[A Naturalist’s Voyage Round the World by Charles Darwin]@TWC D-Link bookA Naturalist’s Voyage Round the World CHAPTER VIII 30/86
I recollect seeing a Gaucho riding a very stubborn horse, which three times successively reared so high as to fall backwards with great violence.
The man judged with uncommon coolness the proper moment for slipping off, not an instant before or after the right time; and as soon as the horse got up, the man jumped on his back, and at last they started at a gallop.
The Gaucho never appears to exert any muscular force.
I was one day watching a good rider, as we were galloping along at a rapid pace, and thought to myself, "Surely if the horse starts, you appear so careless on your seat, you must fall." At this moment a male ostrich sprang from its nest right beneath the horse's nose: the young colt bounded on one side like a stag; but as for the man, all that could be said was, that he started and took fright with his horse.
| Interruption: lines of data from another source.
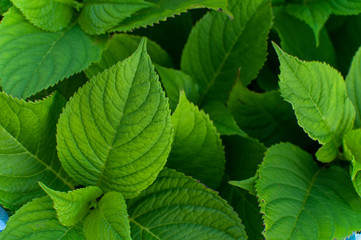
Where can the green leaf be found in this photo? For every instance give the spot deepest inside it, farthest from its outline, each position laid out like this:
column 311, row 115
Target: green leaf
column 299, row 200
column 28, row 149
column 317, row 93
column 99, row 16
column 109, row 220
column 165, row 9
column 302, row 45
column 37, row 220
column 49, row 15
column 223, row 119
column 116, row 132
column 72, row 206
column 175, row 81
column 217, row 47
column 121, row 46
column 264, row 116
column 32, row 60
column 197, row 148
column 353, row 85
column 177, row 207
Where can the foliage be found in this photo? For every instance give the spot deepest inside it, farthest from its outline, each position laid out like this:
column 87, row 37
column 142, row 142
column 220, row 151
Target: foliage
column 246, row 127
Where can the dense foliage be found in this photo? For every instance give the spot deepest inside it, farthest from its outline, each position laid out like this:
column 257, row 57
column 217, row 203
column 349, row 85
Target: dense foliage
column 180, row 119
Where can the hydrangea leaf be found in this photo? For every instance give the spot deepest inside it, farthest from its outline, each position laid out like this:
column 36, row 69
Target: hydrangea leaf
column 353, row 85
column 217, row 47
column 72, row 206
column 49, row 15
column 121, row 46
column 299, row 200
column 32, row 60
column 28, row 149
column 317, row 93
column 302, row 45
column 177, row 207
column 116, row 132
column 99, row 16
column 264, row 116
column 223, row 119
column 197, row 149
column 109, row 220
column 37, row 220
column 175, row 81
column 165, row 9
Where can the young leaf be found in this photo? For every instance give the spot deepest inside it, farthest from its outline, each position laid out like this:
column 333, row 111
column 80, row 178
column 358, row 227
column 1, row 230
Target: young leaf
column 99, row 16
column 317, row 93
column 217, row 47
column 32, row 60
column 223, row 119
column 37, row 220
column 264, row 116
column 353, row 85
column 177, row 207
column 121, row 46
column 116, row 132
column 299, row 200
column 27, row 149
column 175, row 81
column 72, row 206
column 302, row 45
column 165, row 9
column 49, row 15
column 109, row 220
column 197, row 149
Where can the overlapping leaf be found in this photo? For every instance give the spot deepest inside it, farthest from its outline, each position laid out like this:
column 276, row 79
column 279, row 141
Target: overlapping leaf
column 165, row 9
column 72, row 206
column 353, row 85
column 109, row 220
column 176, row 207
column 27, row 149
column 217, row 47
column 116, row 132
column 197, row 149
column 299, row 200
column 49, row 15
column 99, row 16
column 37, row 220
column 121, row 46
column 32, row 60
column 317, row 93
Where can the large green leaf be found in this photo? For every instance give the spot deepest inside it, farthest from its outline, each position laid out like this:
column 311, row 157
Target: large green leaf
column 317, row 93
column 223, row 119
column 165, row 9
column 176, row 207
column 27, row 149
column 109, row 220
column 37, row 220
column 217, row 47
column 49, row 15
column 121, row 46
column 72, row 206
column 175, row 81
column 316, row 13
column 116, row 132
column 302, row 45
column 197, row 148
column 299, row 200
column 353, row 85
column 264, row 116
column 99, row 16
column 32, row 59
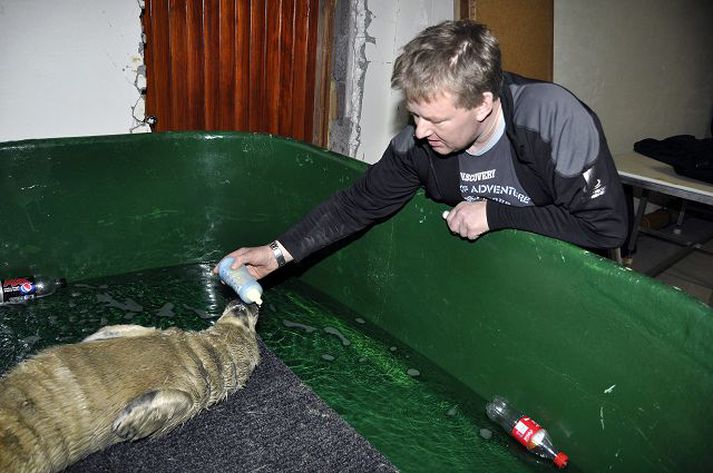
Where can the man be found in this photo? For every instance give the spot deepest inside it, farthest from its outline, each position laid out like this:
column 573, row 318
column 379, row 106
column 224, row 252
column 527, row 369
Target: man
column 505, row 151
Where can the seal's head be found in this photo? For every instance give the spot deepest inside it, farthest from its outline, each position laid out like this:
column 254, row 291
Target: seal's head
column 239, row 313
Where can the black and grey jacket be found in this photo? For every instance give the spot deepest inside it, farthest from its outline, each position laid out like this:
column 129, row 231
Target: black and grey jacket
column 560, row 157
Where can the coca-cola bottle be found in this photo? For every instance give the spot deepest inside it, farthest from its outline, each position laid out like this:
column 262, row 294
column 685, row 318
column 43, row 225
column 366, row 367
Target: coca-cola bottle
column 20, row 290
column 525, row 430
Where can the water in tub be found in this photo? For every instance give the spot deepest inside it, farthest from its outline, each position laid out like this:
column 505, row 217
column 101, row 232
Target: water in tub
column 414, row 413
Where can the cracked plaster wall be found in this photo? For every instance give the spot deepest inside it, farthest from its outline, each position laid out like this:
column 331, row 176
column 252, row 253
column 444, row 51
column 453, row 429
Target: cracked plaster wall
column 70, row 68
column 369, row 112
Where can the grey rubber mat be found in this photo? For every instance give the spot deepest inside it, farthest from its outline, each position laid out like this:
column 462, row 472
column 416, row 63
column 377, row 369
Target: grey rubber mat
column 275, row 424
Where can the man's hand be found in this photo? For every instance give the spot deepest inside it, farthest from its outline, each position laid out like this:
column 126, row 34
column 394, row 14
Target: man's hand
column 468, row 219
column 260, row 260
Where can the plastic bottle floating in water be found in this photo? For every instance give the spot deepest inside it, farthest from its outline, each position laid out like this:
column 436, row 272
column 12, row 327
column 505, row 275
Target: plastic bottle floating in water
column 21, row 290
column 242, row 282
column 525, row 430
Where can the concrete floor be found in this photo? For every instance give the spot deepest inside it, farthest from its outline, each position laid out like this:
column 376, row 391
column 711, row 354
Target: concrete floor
column 693, row 273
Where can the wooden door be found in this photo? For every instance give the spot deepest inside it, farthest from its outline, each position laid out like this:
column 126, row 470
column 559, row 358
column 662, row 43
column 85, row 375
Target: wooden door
column 250, row 65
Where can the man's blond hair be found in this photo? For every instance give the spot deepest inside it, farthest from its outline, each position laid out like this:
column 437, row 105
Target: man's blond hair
column 460, row 57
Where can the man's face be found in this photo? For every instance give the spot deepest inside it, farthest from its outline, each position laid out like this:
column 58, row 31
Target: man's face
column 446, row 127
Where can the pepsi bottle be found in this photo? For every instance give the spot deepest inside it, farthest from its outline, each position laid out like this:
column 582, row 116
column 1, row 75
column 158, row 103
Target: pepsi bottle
column 21, row 290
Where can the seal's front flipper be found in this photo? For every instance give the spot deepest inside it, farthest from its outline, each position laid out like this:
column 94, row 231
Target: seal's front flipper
column 154, row 412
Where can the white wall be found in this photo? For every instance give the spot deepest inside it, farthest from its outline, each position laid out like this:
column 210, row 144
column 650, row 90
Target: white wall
column 392, row 25
column 67, row 68
column 645, row 66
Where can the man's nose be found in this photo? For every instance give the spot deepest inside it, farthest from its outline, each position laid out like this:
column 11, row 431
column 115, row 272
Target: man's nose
column 423, row 129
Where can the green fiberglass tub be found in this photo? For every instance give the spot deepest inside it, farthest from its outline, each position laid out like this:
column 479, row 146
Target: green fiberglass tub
column 407, row 331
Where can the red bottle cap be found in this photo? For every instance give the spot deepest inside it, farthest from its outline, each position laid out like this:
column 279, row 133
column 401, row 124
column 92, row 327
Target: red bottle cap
column 560, row 460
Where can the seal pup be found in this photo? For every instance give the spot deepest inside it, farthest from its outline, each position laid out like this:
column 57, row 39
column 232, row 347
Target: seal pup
column 124, row 382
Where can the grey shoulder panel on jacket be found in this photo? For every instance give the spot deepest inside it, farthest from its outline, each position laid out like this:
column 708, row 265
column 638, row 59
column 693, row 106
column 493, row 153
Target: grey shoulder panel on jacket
column 404, row 141
column 561, row 121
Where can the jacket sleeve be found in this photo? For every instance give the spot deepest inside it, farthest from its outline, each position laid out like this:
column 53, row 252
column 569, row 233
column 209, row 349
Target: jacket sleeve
column 587, row 205
column 589, row 211
column 383, row 189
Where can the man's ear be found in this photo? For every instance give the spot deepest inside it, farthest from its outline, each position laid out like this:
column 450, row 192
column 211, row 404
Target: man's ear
column 483, row 110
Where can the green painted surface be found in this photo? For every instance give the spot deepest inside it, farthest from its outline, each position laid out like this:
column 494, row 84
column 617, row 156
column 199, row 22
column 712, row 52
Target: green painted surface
column 617, row 366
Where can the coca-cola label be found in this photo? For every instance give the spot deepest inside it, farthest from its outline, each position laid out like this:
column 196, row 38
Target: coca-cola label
column 18, row 290
column 524, row 429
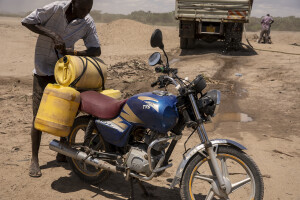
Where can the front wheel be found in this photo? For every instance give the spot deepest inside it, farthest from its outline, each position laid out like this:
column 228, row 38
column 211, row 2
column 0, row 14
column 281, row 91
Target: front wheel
column 242, row 177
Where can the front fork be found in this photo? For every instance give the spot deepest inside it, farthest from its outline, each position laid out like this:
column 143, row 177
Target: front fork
column 214, row 167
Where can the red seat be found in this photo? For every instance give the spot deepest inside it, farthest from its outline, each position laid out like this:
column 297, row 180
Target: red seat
column 100, row 105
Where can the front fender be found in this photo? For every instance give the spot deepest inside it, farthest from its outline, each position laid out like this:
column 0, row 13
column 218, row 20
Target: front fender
column 200, row 148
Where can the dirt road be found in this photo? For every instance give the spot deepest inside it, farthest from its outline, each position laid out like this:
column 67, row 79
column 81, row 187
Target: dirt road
column 260, row 108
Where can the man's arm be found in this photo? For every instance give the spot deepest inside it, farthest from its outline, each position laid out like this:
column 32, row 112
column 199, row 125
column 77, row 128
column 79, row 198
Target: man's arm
column 92, row 52
column 36, row 28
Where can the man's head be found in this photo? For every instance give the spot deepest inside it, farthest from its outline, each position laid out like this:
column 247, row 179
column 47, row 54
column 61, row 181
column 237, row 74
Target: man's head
column 80, row 8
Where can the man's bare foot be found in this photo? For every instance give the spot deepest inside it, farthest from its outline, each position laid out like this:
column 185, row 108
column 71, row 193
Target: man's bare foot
column 61, row 158
column 34, row 169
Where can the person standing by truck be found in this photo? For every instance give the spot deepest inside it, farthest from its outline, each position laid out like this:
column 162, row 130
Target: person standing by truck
column 266, row 29
column 59, row 25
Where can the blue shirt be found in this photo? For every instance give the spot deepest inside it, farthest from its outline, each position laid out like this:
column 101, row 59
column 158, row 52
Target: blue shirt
column 53, row 17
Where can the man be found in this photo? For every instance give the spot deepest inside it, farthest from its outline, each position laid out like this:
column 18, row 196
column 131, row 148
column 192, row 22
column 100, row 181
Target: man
column 266, row 29
column 59, row 25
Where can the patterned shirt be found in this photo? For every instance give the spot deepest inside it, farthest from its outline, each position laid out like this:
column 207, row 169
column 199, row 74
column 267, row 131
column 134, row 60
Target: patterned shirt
column 53, row 17
column 266, row 22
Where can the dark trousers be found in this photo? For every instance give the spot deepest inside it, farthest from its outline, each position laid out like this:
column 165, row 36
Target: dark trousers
column 264, row 35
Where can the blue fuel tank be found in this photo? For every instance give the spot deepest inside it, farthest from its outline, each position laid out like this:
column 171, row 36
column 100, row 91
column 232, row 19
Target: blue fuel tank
column 154, row 110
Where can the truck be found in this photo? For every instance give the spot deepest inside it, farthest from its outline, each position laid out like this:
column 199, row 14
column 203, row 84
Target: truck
column 212, row 20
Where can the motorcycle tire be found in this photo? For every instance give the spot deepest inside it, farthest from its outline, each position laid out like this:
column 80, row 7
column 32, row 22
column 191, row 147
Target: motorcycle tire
column 85, row 172
column 243, row 178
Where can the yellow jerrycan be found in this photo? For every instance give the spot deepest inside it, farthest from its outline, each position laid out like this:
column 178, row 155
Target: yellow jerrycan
column 58, row 109
column 82, row 73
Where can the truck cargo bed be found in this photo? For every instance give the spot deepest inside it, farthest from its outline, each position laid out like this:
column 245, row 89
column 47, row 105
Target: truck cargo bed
column 213, row 10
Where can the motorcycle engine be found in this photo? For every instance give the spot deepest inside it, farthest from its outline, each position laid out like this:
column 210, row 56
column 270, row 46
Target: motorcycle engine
column 137, row 159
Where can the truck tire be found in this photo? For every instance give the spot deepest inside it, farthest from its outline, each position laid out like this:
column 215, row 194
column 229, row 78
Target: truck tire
column 233, row 35
column 183, row 43
column 191, row 43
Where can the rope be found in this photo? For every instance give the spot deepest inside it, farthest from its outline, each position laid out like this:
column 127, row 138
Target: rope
column 297, row 54
column 79, row 77
column 97, row 66
column 98, row 69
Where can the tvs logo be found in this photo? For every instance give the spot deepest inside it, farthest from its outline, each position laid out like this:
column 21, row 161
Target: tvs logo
column 146, row 107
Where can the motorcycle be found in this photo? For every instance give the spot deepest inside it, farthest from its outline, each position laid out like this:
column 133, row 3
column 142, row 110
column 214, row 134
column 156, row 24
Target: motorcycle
column 137, row 136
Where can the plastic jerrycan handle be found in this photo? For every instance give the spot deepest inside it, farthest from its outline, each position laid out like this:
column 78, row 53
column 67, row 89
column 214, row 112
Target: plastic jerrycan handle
column 64, row 68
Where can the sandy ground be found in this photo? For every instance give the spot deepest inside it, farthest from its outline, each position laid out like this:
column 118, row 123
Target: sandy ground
column 263, row 87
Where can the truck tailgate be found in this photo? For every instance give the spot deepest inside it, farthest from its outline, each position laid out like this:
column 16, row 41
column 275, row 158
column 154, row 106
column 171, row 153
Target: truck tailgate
column 213, row 10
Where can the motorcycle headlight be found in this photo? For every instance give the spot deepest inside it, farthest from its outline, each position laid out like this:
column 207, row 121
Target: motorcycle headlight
column 198, row 84
column 209, row 103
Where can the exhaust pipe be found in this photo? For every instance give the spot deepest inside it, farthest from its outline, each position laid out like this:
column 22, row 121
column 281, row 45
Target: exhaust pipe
column 81, row 156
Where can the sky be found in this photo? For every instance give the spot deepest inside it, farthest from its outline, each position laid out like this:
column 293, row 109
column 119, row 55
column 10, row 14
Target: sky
column 276, row 8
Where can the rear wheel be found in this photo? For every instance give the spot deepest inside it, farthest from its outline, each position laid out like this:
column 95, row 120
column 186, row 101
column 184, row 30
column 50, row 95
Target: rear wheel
column 78, row 139
column 242, row 177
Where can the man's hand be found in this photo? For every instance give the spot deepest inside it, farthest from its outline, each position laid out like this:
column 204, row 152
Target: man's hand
column 66, row 51
column 59, row 43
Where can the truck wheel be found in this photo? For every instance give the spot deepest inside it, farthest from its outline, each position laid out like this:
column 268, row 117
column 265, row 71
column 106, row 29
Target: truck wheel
column 183, row 43
column 233, row 35
column 191, row 43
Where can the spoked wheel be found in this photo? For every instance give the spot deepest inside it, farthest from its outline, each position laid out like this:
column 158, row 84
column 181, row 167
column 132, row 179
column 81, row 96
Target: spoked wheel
column 79, row 140
column 242, row 177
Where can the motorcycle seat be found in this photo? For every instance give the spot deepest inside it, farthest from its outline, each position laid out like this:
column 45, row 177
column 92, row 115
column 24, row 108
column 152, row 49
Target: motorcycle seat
column 100, row 105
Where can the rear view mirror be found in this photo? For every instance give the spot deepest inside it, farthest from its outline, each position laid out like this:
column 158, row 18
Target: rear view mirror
column 157, row 39
column 155, row 59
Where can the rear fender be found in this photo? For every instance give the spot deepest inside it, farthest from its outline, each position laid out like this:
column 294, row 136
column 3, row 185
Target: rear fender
column 200, row 148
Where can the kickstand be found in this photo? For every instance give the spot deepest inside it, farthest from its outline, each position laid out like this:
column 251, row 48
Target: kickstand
column 132, row 189
column 143, row 188
column 131, row 197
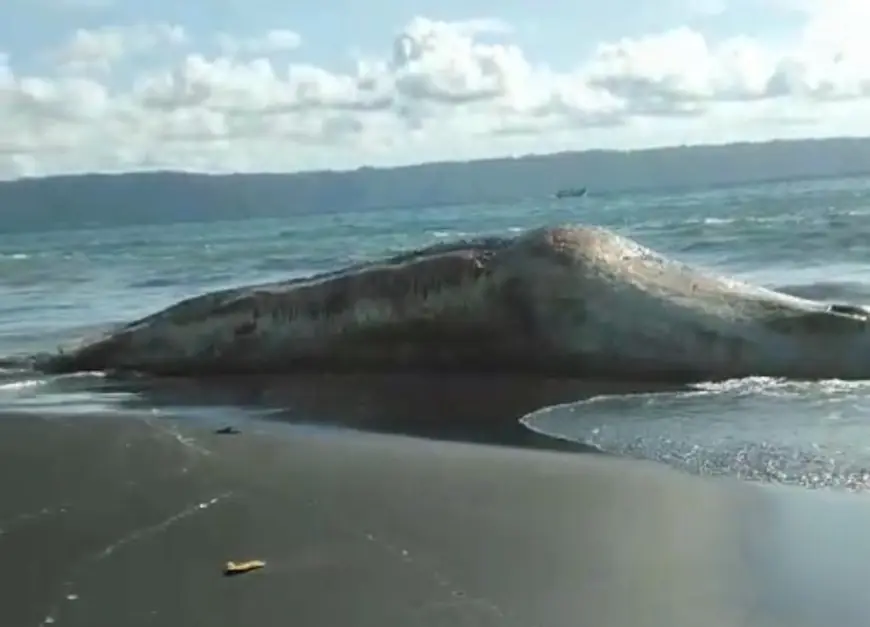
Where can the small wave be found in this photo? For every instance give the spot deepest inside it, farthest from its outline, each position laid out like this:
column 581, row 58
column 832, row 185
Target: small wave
column 155, row 282
column 757, row 429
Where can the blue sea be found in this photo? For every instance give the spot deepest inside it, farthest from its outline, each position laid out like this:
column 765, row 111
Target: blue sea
column 810, row 238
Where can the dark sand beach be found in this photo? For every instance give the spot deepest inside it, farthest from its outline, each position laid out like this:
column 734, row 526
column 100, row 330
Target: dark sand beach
column 122, row 521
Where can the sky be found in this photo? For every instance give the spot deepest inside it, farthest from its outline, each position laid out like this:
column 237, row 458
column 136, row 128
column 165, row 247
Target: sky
column 286, row 85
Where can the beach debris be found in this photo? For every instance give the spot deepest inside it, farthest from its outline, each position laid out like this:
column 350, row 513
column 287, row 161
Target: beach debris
column 239, row 568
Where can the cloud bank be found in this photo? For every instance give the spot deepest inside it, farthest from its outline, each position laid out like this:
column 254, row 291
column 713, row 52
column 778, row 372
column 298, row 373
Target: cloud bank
column 151, row 96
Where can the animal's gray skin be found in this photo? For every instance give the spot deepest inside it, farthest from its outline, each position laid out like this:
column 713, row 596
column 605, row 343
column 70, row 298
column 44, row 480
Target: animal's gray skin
column 573, row 301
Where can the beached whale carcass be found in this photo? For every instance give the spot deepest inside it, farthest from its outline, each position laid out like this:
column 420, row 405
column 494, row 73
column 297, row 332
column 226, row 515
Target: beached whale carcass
column 574, row 301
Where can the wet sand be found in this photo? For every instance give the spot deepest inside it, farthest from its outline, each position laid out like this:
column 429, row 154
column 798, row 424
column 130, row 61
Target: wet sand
column 117, row 521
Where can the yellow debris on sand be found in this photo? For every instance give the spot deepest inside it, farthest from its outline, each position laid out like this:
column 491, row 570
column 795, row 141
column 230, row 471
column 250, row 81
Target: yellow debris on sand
column 238, row 568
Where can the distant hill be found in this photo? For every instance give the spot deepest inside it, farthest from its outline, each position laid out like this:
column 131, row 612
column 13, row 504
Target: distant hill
column 161, row 197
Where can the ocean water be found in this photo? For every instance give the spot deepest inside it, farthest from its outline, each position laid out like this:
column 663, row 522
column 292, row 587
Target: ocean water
column 808, row 238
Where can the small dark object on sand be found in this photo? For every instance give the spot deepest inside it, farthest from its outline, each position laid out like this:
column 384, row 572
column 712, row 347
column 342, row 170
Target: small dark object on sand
column 240, row 568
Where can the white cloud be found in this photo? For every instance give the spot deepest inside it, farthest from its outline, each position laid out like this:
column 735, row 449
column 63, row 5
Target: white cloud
column 99, row 49
column 438, row 90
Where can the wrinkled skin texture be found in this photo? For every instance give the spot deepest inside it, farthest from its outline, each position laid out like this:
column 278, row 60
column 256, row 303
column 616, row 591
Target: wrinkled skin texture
column 572, row 301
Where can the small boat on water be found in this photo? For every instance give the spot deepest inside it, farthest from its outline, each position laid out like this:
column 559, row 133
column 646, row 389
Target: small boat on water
column 573, row 192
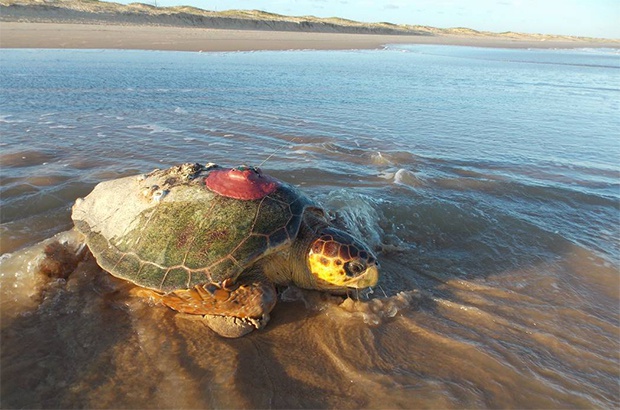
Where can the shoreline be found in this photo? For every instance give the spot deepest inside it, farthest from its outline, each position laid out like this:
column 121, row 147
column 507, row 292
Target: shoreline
column 108, row 35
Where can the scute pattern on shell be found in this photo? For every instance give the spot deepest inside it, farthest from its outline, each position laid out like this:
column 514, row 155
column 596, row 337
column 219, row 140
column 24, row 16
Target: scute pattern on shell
column 187, row 237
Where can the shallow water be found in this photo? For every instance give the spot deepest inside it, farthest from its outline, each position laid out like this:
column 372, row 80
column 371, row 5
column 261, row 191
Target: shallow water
column 487, row 181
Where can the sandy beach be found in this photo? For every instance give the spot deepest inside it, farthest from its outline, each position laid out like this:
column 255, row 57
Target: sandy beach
column 111, row 36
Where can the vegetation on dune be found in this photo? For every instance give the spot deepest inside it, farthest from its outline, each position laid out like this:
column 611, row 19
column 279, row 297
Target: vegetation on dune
column 301, row 23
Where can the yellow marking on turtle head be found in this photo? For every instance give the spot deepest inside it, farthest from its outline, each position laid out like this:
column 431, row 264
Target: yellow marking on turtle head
column 327, row 269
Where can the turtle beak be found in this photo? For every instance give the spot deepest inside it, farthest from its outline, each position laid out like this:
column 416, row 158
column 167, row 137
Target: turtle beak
column 367, row 279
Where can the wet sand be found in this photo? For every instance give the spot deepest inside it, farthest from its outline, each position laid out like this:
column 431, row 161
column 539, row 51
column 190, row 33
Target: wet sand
column 110, row 36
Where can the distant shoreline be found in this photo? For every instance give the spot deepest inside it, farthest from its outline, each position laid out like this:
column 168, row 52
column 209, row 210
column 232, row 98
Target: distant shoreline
column 134, row 37
column 105, row 25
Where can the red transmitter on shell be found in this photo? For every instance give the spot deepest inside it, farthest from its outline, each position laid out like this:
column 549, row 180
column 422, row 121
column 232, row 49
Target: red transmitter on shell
column 242, row 182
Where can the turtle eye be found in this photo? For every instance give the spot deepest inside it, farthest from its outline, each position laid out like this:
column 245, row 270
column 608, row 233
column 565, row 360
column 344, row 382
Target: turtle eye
column 354, row 268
In Chile and Peru more pains are taken with the mouth of the horse than in La Plata, and this is evidently a consequence of the more intricate nature of the country.
In Chile a horse is not considered perfectly broken till he can be brought up standing, in the midst of his full speed, on any particular spot,--for instance, on a cloak thrown on the ground: or, again, he will charge a wall, and rearing, scrape the surface with his hoofs.